What does leadership mean to you?
To the 16 Lexington-Richland School District 5 high school students in the Building Bridges Leadership Institute, it means having compassion, integrity and allowing others to lead.
Sponsored by Colonial Life and the District 5 Foundation, the Building Bridges Leadership Institute was created to provide students with opportunities to develop personal and civic leadership skills as a pathway to success in higher education, the workforce, the community and life.
The students chosen for this inaugural class were first nominated by teachers for their potential for leadership or current leadership roles and then screened during interviews with a selection committee. These students represent the four high schools in the Lexington-Richland 5 school district.
On Feb. 19, the students visited the Colonial Life headquarters for their first field study program. The day included a diversity and inclusion workshop, a leadership panel and a campus tour. Students also heard from Charlene Glidden, vice president of business planning and technology strategy, current undergraduate student interns and a recent college graduate who has transitioned to a full-time role.
Diamond Housey, a junior at Dutch Fork High School, was interested in the Building Bridges Leadership Institute because it would be another way to prepare her for the future.
“At Colonial Life, I learned the importance of asking questions and always saying yes to new opportunities,” said Housey.
Throughout the day, students learned what it means to be an inclusive leader and what they can do now to help prepare for succeeding in college, internships and their careers. From finding mentors and establishing a professional personal brand on social media, leaders across the Colonial Life business gave practical advice based on their own experience.
“Colonial Life is giving back to the next generation of leaders through this program,” said Patrick Olsen, a director in Operational Effectiveness at Colonial Life. “College will give these students’ academic knowledge, but leadership experience will help these students differentiate themselves for future employers and help them understand their own personal strengths and opportunities better.”
This field study is just the beginning for these students.
Over the course of the eight-month program, they will participate in a community service learning project and travel to Washington, D.C., to spend three days connecting their personal leadership discovery and service learning to United States history.
“Without Colonial Life, we would not have been able to create as high-level of programming as we’ve been able to for these students,” said Ray Canady, Building Bridges Leadership Institute school advisor from Irmo High School.
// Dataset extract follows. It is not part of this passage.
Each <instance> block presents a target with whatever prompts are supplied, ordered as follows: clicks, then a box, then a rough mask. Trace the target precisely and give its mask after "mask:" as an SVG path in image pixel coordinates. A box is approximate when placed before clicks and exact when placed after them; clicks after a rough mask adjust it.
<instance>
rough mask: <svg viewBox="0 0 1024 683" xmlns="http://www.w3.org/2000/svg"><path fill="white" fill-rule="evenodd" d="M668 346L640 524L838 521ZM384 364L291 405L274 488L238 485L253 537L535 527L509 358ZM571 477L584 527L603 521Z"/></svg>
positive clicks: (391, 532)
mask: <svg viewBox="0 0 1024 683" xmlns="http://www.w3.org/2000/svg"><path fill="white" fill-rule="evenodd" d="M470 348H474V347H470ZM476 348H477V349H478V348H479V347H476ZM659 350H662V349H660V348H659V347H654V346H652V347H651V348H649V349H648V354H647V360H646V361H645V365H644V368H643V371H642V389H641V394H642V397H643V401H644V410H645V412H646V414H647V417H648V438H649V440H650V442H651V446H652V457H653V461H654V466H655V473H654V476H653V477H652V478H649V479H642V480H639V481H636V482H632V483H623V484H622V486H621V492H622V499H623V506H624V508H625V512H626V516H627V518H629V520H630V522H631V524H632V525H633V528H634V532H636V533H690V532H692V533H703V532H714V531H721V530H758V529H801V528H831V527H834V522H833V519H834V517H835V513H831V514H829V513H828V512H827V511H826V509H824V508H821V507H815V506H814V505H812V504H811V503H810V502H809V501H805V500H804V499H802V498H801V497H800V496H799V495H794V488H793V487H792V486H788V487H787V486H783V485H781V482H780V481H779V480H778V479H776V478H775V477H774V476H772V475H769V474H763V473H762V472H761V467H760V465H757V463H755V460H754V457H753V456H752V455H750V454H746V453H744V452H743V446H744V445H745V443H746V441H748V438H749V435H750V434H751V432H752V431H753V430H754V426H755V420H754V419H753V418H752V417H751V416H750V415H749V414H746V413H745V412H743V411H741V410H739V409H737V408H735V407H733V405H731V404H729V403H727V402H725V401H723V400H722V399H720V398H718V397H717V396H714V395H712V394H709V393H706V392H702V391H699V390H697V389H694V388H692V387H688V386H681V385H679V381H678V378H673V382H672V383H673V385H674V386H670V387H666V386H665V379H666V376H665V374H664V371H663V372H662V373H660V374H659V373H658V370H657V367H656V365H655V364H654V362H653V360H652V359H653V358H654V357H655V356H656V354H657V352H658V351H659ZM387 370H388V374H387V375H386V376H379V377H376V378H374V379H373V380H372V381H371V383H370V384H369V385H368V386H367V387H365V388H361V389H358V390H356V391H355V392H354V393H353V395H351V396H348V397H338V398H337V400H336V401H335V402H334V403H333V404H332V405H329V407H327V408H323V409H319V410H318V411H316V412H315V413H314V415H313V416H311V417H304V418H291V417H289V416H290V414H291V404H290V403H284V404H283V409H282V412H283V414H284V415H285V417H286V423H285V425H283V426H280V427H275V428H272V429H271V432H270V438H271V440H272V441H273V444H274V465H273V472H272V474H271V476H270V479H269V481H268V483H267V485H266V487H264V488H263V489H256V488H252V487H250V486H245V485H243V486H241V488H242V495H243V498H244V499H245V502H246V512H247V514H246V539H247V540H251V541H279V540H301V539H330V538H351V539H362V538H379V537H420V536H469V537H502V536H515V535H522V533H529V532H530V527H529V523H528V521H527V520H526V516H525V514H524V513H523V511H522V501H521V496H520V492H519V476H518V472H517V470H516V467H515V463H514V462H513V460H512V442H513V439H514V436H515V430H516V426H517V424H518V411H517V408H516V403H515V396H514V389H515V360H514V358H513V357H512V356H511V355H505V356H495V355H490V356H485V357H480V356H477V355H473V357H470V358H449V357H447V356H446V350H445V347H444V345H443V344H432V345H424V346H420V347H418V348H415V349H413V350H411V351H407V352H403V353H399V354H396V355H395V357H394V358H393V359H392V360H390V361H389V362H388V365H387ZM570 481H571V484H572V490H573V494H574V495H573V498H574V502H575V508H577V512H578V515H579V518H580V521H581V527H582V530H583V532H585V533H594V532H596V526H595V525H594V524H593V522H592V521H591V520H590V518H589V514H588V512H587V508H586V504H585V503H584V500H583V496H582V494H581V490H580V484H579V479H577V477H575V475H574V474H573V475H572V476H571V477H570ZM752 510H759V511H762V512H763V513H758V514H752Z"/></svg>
“These students were hand selected because of their excellent displays of leadership and at Colonial Life, they learned the value of building those leadership qualities in all areas of life,” said John Goodale, Building Bridges Leadership Institute project advisor and a teacher at Irmo Elementary School.
Colonial Life’s social responsibility efforts primarily focus on public education. As a company, Colonial Life is committed to supporting organizations that grow strong individuals and school leaders, more successful communities and a prepared future workforce.
“The Building Bridges Leadership Institute is in perfect alignment with this mission,” said Marie McGehee, community relations manager at Colonial Life. “By bringing together students of diverse backgrounds to learn from each other and grow their personal and civic leadership skills, they are working together in their journey for achieving success in life.”